ABSTRACT:
This paper describes a new methodology to detect and recognize Object on high resolution multi-spectral images, which involves
successively: (1) Resampling the image according to the size of the object to reduce the data involved in the computation greatly. (2)
Geostatistic method and a local indicator of spatial autocorrelation is used to detect and , more importantly, to locate all the local
clusters with high or low reflectance values which are probably the interesting target objects. In this step, by leveraging both spectral
and spatial information, the algorithm requires little or no input from user, and hence can be readily automated. (3) Finally, identify
objects by extracting the spectral and geometry features in small image block of the original images. The approach is implemented
and tested on lm resolution aerial digital images collected in the east sea of China, and the ships sailing or anchoring on the sea
surface are properly extracted.
1. INTRODUCTION
Object detection has always been one of the most popular
researches in remote sensing science. From an application point
of view, the object detection is usually defined as carrying on
localization and recognition process on remote sensing data for
interesting target. Object detection can be divided into two
different stages, namely target searching and localization
(dynamic question) and recognition and confirmation (static
question) . In the static question, targets are located, needing
further recognition and confirmation about attributes of the
targets. In this stage, efficiency is not very important because of
the accuracy request. However, in the dynamic question, target
position is unknown; therefore, searching time is one of the
most important evaluation criterions.
In recent years, high-resolution satellite and aerial imagery has
recently become a new data source for extraction of small-scale
objects such as vehicles, roads, ship and so on...This paper
concern locating and extracting ships from the high resolution
aerial image. At present, most of the ship detection studies are
based on the Synthetic Aperture Radar (SAR) images and only
a small number of the ship extraction researches uses
panchromatic band images of high-resolution satellites.
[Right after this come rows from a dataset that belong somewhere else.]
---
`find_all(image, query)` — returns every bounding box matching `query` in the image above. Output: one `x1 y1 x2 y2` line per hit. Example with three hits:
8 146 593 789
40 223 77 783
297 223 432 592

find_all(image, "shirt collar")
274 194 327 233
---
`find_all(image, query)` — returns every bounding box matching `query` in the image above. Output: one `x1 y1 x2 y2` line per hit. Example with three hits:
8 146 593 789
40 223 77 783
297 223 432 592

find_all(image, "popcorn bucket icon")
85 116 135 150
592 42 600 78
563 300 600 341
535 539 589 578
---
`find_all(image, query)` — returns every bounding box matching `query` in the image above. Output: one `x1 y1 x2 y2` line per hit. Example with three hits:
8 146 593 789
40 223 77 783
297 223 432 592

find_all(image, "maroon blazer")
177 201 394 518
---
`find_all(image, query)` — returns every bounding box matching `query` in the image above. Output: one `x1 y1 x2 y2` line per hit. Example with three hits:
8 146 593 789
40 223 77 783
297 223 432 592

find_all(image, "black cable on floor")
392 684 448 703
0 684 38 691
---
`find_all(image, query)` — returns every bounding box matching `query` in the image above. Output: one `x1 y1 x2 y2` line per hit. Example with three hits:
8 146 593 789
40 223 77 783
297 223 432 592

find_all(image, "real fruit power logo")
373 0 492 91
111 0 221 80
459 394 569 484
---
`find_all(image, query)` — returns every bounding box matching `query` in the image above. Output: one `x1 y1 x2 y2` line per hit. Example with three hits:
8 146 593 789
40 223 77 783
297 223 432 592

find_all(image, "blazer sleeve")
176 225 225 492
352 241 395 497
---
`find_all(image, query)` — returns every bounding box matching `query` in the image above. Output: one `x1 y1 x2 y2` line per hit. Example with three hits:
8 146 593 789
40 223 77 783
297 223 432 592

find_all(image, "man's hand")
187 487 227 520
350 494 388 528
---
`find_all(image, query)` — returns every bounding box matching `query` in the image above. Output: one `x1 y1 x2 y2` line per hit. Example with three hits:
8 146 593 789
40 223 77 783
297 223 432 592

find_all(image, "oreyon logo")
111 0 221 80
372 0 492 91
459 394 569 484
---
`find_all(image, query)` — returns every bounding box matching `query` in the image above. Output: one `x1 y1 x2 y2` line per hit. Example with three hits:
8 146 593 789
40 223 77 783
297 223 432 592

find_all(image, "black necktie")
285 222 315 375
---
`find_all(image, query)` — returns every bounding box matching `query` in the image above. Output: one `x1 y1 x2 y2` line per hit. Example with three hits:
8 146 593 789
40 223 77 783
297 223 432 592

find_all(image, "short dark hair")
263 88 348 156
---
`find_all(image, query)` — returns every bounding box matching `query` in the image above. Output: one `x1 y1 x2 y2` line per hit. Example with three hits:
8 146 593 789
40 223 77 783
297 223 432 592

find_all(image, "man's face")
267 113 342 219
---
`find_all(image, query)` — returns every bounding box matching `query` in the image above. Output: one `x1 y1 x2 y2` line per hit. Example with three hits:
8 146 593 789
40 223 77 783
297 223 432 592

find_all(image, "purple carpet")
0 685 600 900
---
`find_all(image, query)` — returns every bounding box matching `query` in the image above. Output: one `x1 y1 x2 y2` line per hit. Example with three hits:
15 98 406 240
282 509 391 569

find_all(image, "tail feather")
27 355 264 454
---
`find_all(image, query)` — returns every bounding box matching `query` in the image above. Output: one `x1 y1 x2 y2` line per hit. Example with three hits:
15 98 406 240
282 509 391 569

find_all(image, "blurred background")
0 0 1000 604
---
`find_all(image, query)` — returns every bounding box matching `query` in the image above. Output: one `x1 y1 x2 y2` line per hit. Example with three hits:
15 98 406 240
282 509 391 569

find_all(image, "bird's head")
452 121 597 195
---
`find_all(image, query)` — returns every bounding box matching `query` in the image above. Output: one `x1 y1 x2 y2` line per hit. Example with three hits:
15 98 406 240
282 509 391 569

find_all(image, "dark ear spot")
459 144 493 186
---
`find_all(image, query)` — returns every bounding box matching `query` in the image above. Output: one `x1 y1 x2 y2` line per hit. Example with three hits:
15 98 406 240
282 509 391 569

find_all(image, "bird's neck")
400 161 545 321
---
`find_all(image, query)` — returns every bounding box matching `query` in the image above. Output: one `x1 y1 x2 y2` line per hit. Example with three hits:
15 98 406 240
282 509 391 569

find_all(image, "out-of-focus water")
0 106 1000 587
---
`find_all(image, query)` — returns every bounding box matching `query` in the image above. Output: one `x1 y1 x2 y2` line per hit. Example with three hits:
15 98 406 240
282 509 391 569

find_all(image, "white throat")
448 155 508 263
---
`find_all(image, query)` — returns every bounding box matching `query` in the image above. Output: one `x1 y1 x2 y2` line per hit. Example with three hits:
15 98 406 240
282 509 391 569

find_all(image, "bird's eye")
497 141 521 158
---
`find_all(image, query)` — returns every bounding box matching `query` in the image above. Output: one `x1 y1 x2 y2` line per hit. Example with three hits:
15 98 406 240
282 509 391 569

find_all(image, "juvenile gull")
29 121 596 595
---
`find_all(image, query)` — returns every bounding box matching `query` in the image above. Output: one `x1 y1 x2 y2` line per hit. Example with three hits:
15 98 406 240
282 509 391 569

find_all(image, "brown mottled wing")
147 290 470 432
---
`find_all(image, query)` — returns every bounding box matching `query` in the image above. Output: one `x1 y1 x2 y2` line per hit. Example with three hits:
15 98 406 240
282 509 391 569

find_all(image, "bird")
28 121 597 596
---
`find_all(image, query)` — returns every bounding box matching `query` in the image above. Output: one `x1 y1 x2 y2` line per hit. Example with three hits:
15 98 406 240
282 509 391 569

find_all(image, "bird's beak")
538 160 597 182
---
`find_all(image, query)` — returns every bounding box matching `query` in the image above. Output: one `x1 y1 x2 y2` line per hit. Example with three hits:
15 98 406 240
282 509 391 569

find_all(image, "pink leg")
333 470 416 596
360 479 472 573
Therefore, the usual ship extraction algorithms are actually
detection of light-target on dark-background. There are three
notable aspects of limitation. Firstly, band limitation will cause
a waste of spectral information. Secondly, current algorithms
only concern a small block of data, which indeed includes the
target object, but ignore developing method of searching
potential targets on large imagery. Thirdly, a common and also
very important difficulty in remote location and target
recognition is the low efficiency and long calculation time
when massive data is used. Since existing algorithms can hardly
meet the fast increasing demand for real-time information
management, we try to development a novel algorithm which is
a kind of multi-scale strategy of information extraction based
on geostatical and local cluster analysis.
An increase of use of spatial statistics in the analysis of
remotely sensed data has occurred in the last decade. In
particular; geostatistics offers a broad range of techniques that
allow not only the characterization of multivariate spatial
correlation, but also the spatial decomposition or filtering of
signal values [Goovaerts, 2002]. The approach known as
factorial kriging relies on semivariogram to detect multiple
scales of spatial variability, followed by the decomposition of
spectral values into the corresponding spatial components. This
technique was first used in geochemical exploration to
distinguish large isolated values from group wise anomalies that
consisted of two or more neighbouring values just above the
chemical detection limit.
The LISA (local indicator of spatial autocorrelation) statistic
allows the comparison of an observation (i.e., a single pixel or
small group of pixels) with the surrounding ones, followed by a
test procedure to assess whether this difference is significant or
not. This approach has been used recently to detect spatial
outliers in soil samples [McGrath, Zhang, 2003], while the
LISA has been introduced to quantify the degree of spatial
homogeneity in remotely sensed imagery. The novelty of the
proposed approach lies in the geostatistical filtering of the
image regional background prior to testing the significance of
LISA values through randomization, and the development of
two new statistics to combine test results across multiple
spectral bands.
2. SHIP DETECTION BASED ON GEOSTATISTICAL
AND LOCAL CLUSTER ANALYSIS
The method put forward in this paper is an automatic target
detection process, which capitalizes on both spatial and spectral
bands correlation and does not require any a priori information
on the target spectral signature. The technique does not allow
discrimination between types of anomalies.